Logan County’s crashes per vehicle miles traveled, a measure of how much traffic is flowing along a roadway during an average 24-hour period, was more than Champaign and Clark.

Champaign and Clark have been routinely under under Ohio’s crash average, but well above the national.

Logan and Champaign counties work with Union County under the Logan-Union-Champaign Regional Commission that is currently working with the Miami Valley Regional Planning Commission to lower those numbers.

“We are going to dig deeper into these numbers to hopefully get them down,” MVRPC Director Brian Martin said.

Martin presented the information at the LUC commission’s dinner Thursday night.

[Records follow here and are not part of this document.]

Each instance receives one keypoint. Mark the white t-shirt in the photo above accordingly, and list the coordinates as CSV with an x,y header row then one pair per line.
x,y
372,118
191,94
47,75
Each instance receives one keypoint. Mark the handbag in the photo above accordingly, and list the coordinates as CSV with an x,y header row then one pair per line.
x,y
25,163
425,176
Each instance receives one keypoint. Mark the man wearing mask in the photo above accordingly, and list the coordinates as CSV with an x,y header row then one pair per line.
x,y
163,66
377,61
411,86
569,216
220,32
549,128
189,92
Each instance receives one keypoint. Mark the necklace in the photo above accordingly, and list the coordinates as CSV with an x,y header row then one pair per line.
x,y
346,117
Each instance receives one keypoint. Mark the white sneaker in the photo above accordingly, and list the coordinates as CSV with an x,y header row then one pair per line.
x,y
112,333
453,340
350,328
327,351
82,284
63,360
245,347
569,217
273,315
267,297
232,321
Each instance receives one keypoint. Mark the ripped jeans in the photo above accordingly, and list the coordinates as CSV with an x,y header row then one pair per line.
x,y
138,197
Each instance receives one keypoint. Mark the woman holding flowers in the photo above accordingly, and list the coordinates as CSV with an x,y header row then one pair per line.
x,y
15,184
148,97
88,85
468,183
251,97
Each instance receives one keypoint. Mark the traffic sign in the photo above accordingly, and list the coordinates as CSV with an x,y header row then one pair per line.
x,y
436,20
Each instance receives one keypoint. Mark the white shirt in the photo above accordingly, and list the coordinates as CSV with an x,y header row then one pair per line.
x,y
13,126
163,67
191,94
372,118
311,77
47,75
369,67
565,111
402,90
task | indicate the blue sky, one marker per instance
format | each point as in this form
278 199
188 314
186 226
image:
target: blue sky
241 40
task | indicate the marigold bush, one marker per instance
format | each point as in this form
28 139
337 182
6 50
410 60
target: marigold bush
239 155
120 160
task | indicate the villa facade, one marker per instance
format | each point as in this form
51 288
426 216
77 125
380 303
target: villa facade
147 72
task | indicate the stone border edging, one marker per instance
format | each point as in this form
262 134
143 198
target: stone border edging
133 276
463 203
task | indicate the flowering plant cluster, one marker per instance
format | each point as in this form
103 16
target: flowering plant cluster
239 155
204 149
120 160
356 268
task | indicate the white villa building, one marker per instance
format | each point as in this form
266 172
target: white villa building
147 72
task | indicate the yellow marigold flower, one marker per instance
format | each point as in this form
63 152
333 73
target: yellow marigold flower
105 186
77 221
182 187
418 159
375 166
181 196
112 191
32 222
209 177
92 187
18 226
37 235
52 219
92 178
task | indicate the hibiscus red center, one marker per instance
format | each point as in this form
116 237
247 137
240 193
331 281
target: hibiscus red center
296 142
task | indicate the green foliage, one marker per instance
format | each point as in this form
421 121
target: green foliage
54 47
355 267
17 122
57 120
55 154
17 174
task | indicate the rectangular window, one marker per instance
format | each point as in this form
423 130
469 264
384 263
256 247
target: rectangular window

Martin explained in rural communities you have less people driving, but often the number of crashes are similar to more urban areas.

“There are a variety of factors that go into this. Deer, alcohol and human error,” Martin said.

He is working to create a Transportation Planning Document for the LUC to address issues like Logan County’s above-average crash rate calculation.

He said it will be up to the counties to work together to make improvements to make the roads safer and efficient.

Burr said there isn’t funding to keep up with all the road improvements needed.

He is currently working on a project on Lower Valley Pike, and to add a safety zone that includes a rumble strip on the side will cost more than $6 million.

He noted that number is higher than usual because there are three bridges along that stretch, but, on average, to widen a road to make it safer costs around $750,000 a mile.

Burr said the increasing cost of fuel has contributed to rise in the cost of asphalt in recent years, because fuel is involved in several parts of the process to expand a road.

In Springfield, Bechtle Avenue and First Street had the most crashes from 2010 to 2012, 106, and the intersection of Burnett and Main was second with 67.

A study by the Clark County-Springfield Transportation Coordinating Committee published this year highlighted how much more a rural county crash costs society compared to an urban crash in total economic impact to property and life.

A rural head-on crash costs society $207,656 and as opposed to $84,538 for a urban head-on crash, the study said.

“It costs more to society mainly because the crashes happen at such higher speeds,” TCC Administrative Assistant Melanie Runkel said.